Funny how it wasn’t until I had kids of my own that I began to understand my parents. I used to think they were the most crazy, insane, inhuman people who I had ever known. In a way, I suppose they were because when it comes to your kids you will be what ever or who ever you have to be to protect them. I know this now. Looking back, I understand the decisions my parents made with me– the ones that I just did not, could not, and would not fathom back then. I see their actions with a whole new vision and I think to myself, “Wow! Now that is love.” Some of the choices they made ha d to be the hardest things a parent could ever have to do. Yet, they did it. No matter how bad it hurt them or much they did not want to. They did it for me. That is unconditional love. That is what my own kids will look back upon when they have kids of their own. They, too, will reflect back and say, “She love me more than I ever realized.” Yes, one day they will look back the same as I did. That is, if I do not end up killing them myself first. You pay for your raising do not ever think that you don’t or won’t. You do. You will. But, you know what? This is how we develop character. Life has its funny little ways of working things out. Kids are a blessing. Mine is well worth every minute and every second of every day. There is no doubt in my mind of that! I think I will pour a glass of wine and toast to every future gray hair they create for me.
Life can be so crazy sometimes. You never know where it may lead or what is going to happen next. Yet, we take the good, the bad, and the ugly and keep on keeping on. At times, it is insanity. Hell, sometimes I am insane. I remember when I was 18 years old. I was sweet, nice, and polite, I did not drink, curse, smoke, and had never taken any drugs. What happened? Life happened. I never dreamed the firs person to call me a fucking whore would end up being my husband! What did I do? I sat down and cried. I was so hurt not to mention stunned. I had to get tough. Sometimes, we all have to. You let that punk bastard call me that same name today and see what I do for him. He knows better. Our marriage ended up in divorce–thank God. That was in 1998 and I always said that I would never get married again. I went ape wild for a while but now that I am older and I think of the future. I get scared. I get scared at the thought of being alone. When my kids grow up and leave home to star lives of their own. I will be alone. I do not wan to be. But, I am not going to settle for less than I deserve. Because somewhere lost inside my soul is that same 18-year-old girl. I am still the same person but a lot wiser and a lot less naive. I want to love and be loved and I only want the best a person has to offer. I am sick of all those bottom feeders. I want it all and after some of the craziness life has thrown my way –I deserve it damn it. I do. Everyone does. Life is what we make it. We have all been told at one time or another not to sit back and let life happen. You have to make it happen. That is so true. You only live this life once. So make life happen and live out loud. No one is promised tomorrow and you can never be sure what will happen next. So live your life to the fullest. Trust me. I learned all of this the hard way but it is never to late. Love your life and live it!

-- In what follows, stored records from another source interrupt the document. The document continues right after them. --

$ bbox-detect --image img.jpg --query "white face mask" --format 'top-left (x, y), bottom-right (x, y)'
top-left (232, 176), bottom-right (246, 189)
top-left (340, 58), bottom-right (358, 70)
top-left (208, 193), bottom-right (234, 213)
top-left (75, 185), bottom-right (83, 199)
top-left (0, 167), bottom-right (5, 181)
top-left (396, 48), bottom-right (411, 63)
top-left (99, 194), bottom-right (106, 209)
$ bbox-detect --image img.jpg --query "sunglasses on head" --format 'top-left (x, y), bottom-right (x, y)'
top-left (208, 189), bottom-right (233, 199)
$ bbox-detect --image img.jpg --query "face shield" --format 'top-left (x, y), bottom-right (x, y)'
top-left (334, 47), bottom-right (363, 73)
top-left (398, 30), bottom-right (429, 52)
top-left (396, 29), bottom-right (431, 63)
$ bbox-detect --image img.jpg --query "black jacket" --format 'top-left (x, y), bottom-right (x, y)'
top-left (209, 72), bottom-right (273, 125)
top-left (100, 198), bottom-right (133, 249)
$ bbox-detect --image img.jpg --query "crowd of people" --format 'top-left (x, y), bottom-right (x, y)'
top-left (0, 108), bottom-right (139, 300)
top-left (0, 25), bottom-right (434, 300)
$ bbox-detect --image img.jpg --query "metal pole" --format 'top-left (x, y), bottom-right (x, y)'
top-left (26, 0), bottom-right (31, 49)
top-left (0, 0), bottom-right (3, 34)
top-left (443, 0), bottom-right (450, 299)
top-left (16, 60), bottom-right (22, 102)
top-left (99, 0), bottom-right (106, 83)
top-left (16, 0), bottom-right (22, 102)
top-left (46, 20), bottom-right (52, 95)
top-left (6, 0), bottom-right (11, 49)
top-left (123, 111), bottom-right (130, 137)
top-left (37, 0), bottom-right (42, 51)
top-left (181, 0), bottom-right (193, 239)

A single mother with 3 beautiful children, 41 years old, back in college AGAIN with only 2 years to complete, I have climbed mountains and ran over one ex to get where I am today. Yet, surfing the net tonight, contemplating even more issues in my somewhat crazy life. I discover that the world is going to end December 31, 2012 and unless your rich and can afford VIVOS- underground luxury shelters to sit out the apparent Apocalypse that none of my issues really even matter because we are all going to die anyway! Well that’s just freaking great!! Apparently, somewhere I have missed some important information here because when did all this come about? Who decided that the world will be ending in 2012? That’s when I will finally be finishing what I should have completed years ago. Isn’t that ironic as Alanis Morrisette sings? That just put a whole new spin on all my mind drama! Can someone please feel me in?